Der SV handhabt diese nicht etwa so weil die Schäferhunde vom Wesen oder Charakter her schwächer werden, sondern durch die Landeshundeverordnungen !! (z.B. NRW ein Hund über 40 cm Widerristhöhe und 20 Kilo Gewicht, hat bei uns generellen Leinenzwang,
Anika hat geschrieben: Es gibt auch bei Hunden Antipathien und wenn ich merke mein Hund weicht vor einer Person zurück, dann lese ich diesen Chip doch lieber selbst ab.
Was bitte hat das vollständige oder teilweise Weglassen der sog. Unbefangenheitsprobe mit der Landeshundeverordnung zu tun. Und das Chip- rsp- Täto-Nummer ablesen gehört nun mal mit zur Unbefangenheitsprobe. WEnn ein Hund damit Probleme hat, dass ein fremder Mensch so nahe an ihn rangeht, wohlgemerkt ohne zu berühren denn beim Chip ablesen braucht man Hund nicht zu berühren und das Ohr zur Täto-Kontrolle kann auch der HF umklappen, dann ist Hund eben nicht unbefangen und hat somit die Unbefangenheitsprobe zumindest in diesem Punkt NICHT bestanden. Damit ist er auch nicht berechtigt, weiterhin an der Prüfung teilzunehmen.

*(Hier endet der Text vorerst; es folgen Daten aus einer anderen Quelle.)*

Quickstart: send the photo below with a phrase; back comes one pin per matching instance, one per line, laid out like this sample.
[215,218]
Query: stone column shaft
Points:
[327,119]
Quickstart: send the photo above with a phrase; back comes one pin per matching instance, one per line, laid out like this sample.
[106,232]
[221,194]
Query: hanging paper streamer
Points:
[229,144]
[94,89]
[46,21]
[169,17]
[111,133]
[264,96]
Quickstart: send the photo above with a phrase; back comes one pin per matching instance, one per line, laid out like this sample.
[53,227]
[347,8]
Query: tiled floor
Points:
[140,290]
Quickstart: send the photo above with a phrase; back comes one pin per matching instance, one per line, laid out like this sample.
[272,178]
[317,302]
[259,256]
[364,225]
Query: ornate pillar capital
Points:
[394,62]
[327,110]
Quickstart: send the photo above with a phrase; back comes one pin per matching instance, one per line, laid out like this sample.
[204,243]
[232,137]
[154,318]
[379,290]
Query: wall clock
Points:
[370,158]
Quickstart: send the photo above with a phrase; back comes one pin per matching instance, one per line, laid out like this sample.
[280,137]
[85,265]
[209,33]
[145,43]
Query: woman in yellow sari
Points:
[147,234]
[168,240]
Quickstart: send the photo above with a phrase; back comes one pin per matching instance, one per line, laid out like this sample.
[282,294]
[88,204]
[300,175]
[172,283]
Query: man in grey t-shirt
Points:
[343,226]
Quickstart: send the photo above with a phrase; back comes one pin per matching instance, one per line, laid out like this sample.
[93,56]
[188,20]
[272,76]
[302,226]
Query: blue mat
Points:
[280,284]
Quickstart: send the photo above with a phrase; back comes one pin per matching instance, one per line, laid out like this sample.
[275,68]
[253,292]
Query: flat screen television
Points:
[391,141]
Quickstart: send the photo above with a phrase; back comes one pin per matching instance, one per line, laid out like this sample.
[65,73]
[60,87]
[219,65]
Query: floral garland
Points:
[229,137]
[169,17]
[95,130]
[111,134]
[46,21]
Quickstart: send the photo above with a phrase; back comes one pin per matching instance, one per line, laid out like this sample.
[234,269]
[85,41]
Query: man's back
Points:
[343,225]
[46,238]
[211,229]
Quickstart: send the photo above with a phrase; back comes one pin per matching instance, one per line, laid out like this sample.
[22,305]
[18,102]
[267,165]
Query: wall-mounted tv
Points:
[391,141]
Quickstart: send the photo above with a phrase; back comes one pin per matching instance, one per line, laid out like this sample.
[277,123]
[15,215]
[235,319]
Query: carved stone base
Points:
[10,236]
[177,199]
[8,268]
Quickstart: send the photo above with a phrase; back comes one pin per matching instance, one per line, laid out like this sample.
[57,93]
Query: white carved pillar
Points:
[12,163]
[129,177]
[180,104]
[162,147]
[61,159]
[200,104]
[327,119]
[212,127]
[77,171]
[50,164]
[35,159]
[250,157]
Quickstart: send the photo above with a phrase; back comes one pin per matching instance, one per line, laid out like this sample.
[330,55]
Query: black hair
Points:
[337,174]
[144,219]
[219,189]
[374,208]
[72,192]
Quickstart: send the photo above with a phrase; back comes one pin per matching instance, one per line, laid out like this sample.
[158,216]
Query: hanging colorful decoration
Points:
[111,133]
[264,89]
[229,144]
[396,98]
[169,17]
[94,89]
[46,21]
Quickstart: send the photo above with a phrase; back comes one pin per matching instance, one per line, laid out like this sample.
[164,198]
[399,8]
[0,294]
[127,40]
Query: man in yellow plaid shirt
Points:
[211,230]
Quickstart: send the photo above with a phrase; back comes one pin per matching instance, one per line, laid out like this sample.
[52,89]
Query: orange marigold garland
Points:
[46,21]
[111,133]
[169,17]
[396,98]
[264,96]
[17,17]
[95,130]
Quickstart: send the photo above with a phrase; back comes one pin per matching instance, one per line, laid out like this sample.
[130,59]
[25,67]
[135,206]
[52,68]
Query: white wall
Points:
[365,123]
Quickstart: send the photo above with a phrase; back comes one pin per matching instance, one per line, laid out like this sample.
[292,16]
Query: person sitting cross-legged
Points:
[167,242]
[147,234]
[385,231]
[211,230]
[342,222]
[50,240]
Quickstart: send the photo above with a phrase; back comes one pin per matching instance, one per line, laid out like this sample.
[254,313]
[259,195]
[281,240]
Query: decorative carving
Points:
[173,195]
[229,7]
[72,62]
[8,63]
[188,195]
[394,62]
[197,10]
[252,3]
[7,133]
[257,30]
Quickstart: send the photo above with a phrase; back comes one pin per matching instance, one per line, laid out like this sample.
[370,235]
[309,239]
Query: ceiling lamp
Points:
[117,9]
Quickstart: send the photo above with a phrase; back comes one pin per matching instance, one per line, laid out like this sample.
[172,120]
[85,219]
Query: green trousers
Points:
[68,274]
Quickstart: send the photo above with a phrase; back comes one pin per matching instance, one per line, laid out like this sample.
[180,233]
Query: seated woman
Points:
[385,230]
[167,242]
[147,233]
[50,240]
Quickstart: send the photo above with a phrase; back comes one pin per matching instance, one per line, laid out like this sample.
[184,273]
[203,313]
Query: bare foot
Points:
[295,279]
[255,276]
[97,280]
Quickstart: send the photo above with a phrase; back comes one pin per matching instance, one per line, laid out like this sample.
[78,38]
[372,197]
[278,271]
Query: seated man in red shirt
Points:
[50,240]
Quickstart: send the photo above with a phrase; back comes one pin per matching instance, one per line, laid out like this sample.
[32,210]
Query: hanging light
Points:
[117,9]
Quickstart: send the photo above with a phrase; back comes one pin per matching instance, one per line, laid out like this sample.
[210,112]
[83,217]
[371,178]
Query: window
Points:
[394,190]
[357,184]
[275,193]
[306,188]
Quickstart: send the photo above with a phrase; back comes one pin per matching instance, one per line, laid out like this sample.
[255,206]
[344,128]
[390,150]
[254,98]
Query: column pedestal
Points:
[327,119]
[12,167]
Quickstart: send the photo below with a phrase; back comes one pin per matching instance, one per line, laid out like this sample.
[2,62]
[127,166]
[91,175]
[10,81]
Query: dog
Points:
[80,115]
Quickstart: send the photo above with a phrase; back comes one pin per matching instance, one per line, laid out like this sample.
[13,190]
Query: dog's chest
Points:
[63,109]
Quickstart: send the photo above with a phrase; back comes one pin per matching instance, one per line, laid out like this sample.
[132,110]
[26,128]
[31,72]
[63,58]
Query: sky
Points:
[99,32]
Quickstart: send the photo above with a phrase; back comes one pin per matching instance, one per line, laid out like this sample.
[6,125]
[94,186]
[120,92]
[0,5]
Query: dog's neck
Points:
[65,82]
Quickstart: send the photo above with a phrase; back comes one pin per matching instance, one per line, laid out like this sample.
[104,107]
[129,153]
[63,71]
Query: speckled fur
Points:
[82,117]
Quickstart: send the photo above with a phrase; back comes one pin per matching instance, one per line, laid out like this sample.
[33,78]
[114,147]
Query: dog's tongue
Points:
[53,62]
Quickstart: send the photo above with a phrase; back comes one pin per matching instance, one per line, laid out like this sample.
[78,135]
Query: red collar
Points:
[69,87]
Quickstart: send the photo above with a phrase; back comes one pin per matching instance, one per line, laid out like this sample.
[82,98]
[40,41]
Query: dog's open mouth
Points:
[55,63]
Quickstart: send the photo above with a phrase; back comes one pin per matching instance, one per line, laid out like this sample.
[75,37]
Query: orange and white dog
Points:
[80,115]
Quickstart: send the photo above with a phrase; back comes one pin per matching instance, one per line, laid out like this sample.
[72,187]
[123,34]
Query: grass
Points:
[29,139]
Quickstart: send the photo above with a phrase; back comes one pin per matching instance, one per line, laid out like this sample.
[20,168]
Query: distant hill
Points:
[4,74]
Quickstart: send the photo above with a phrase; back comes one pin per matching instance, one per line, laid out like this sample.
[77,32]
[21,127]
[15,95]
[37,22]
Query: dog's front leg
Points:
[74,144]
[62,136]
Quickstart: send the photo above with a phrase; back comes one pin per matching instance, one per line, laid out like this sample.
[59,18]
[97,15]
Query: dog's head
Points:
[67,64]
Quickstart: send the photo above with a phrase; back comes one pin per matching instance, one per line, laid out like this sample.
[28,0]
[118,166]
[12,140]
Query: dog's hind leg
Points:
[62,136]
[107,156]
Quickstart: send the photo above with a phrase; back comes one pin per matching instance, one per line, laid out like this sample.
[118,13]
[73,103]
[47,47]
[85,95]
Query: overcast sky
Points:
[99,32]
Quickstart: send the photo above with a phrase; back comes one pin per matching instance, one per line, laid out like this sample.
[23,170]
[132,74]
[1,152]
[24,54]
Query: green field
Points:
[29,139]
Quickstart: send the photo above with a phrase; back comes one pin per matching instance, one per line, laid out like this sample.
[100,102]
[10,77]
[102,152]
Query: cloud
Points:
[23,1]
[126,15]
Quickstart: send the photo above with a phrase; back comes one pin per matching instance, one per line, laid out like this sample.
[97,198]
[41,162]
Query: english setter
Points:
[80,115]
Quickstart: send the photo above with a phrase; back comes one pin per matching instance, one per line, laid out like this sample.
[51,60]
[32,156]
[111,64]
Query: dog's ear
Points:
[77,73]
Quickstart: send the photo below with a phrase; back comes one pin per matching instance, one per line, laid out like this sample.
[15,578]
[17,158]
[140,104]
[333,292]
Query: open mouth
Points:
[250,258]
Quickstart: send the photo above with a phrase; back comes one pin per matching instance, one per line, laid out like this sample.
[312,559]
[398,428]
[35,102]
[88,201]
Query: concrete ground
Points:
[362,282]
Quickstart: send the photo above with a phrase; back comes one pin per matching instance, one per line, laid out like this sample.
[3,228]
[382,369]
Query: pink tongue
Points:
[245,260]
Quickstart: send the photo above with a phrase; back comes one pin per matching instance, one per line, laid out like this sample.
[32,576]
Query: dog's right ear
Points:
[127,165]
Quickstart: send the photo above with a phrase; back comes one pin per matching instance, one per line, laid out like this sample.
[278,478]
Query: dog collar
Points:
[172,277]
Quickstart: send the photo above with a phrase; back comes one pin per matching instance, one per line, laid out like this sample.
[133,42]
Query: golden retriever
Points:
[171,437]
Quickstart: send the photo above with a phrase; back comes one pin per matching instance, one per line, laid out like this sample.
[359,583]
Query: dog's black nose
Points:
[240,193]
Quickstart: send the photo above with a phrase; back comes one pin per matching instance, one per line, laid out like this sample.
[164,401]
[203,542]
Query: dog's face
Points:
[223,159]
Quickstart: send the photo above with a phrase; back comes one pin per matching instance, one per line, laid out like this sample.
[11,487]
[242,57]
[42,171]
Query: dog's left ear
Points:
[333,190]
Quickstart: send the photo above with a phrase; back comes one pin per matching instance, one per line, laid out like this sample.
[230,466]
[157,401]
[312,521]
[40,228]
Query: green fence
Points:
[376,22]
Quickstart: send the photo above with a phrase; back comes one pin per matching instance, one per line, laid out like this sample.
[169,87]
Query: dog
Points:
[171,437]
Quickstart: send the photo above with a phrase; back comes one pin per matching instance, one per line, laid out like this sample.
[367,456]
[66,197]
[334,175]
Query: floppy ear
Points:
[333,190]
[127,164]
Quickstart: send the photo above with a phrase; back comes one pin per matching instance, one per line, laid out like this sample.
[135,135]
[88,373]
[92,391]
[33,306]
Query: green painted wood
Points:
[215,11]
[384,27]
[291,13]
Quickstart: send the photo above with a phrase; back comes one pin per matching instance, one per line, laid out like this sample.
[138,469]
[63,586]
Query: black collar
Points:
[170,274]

Wenn der SV die Prüfungsordnung eigenmächtig abwandelt, dann hat das seine Gründe. Und ich wage mal zu bezweifeln, dass den SV als Zuchtverband andere Hunde als seine eigenen in diesem Zusammenhang interessieren.
Lest mal die PO. Wenn die BH den Zusatz "mit Verhaltenstest" unbedingt haben will, dann sollte auch das Verhalten des Hundes überprüft werden. Dazu gehört aber auch, dass Hund fremden Personen, die dicht an ihn rankommen, neutral gegenüber ist. So einfach ist das. Ist Hund nicht neutral, kann er laut PO die Prüfung nicht bestehen. Im Verkehrsteil muss Hund das schliesslich ja auch dulden, dass fremde Menschen dicht an ihn rankommen. IdR sogar nicht nur eine Person, sondern eine ganze Gruppe die möglichst dicht bis nahezu zur Berührung an den Hund rankommt und Hund und HF einschliesst.